Miller, who has lived in the town for just two years, said it was the sense
of community and the people that brought him to Burns Harbor and he wants a
comprehensive plan that will serve everyone.
“People are coming from all over,” Miller said. “These people will cause
development to happen. The question is whether it will be controlled and
planned or be haphazard.”
In the closest race of the night, the incumbent James McGee defeated
first-time nominee Kurt Jordan 43-36 for the Ward 2 nomination. McGee wasn’t
in attendance because of a family emergency, but received support from Weibl.
“Jim has been on the town council for a long time,” Weibl said. “He tries to
bring a very thoughtful approach to the decisions he makes. He has been an
asset to this town.”
In Ward 3, where incumbent Cliff Fleming decided not to run for re-election,
Eric Hull defeated Raymond Poparad 46-34 to earn the nomination.
“A lot of great people have done great things to make (Burns Harbor) what it
is today,” Hull, a seven-year resident said. “I want to learn from the
progress they made and not repeat the mistakes.

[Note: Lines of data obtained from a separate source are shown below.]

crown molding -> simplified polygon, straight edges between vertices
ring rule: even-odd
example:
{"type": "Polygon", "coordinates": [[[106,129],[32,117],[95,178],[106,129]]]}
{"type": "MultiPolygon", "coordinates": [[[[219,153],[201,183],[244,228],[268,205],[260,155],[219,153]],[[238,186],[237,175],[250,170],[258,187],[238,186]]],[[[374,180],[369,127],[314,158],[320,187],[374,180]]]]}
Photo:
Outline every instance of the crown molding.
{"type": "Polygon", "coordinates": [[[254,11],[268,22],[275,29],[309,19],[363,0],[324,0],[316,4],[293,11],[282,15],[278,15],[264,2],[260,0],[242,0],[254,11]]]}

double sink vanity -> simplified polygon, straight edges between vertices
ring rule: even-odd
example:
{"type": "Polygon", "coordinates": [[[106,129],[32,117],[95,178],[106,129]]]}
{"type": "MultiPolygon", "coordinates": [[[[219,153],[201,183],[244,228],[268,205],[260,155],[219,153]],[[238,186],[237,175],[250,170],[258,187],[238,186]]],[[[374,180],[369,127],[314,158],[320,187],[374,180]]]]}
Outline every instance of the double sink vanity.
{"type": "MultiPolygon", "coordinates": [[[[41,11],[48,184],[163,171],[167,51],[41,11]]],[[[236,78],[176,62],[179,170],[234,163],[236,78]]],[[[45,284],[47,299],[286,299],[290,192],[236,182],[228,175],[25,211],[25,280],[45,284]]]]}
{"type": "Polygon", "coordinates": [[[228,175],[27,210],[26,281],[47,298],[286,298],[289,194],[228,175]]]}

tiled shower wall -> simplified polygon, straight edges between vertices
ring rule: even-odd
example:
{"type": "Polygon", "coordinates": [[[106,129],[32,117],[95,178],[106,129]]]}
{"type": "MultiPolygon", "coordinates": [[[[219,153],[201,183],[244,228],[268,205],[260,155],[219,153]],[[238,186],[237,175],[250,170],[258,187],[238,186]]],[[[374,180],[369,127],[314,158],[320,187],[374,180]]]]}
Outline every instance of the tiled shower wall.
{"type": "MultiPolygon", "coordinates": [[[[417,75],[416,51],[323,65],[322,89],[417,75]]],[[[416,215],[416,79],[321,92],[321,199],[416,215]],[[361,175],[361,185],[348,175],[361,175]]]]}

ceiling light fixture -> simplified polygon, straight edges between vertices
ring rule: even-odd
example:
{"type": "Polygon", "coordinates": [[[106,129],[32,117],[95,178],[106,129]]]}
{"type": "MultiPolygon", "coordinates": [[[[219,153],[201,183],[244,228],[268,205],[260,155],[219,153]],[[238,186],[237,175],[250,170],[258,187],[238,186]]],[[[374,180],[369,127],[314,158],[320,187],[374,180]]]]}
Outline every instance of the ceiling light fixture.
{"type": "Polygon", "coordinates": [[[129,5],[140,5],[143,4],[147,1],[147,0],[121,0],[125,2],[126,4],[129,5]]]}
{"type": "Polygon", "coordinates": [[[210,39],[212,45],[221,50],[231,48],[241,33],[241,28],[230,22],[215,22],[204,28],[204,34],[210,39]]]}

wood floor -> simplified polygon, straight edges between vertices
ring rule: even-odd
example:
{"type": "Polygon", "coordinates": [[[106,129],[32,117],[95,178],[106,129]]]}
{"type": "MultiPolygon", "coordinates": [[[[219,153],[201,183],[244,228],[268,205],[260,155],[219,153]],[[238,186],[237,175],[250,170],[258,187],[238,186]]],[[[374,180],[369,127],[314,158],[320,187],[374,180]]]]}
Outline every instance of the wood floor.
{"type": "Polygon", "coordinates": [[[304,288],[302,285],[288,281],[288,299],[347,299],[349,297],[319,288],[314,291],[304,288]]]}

I want to be involved with
the people and find out exactly what is the best option.”
No Democrat ran for the nomination for the fifth seat on the town council,
which is held by Republican Mike Perrine.
On the GOP Side
There will be no need for a Republican caucus, on the other hand, as all
four Republican candidates are running unopposed.
•Ward 1: incumbent Robert “Mike” Perrine.
•Ward 3: Jeffrey Freeze.
•At-large: Rick Hummel and Jack Given.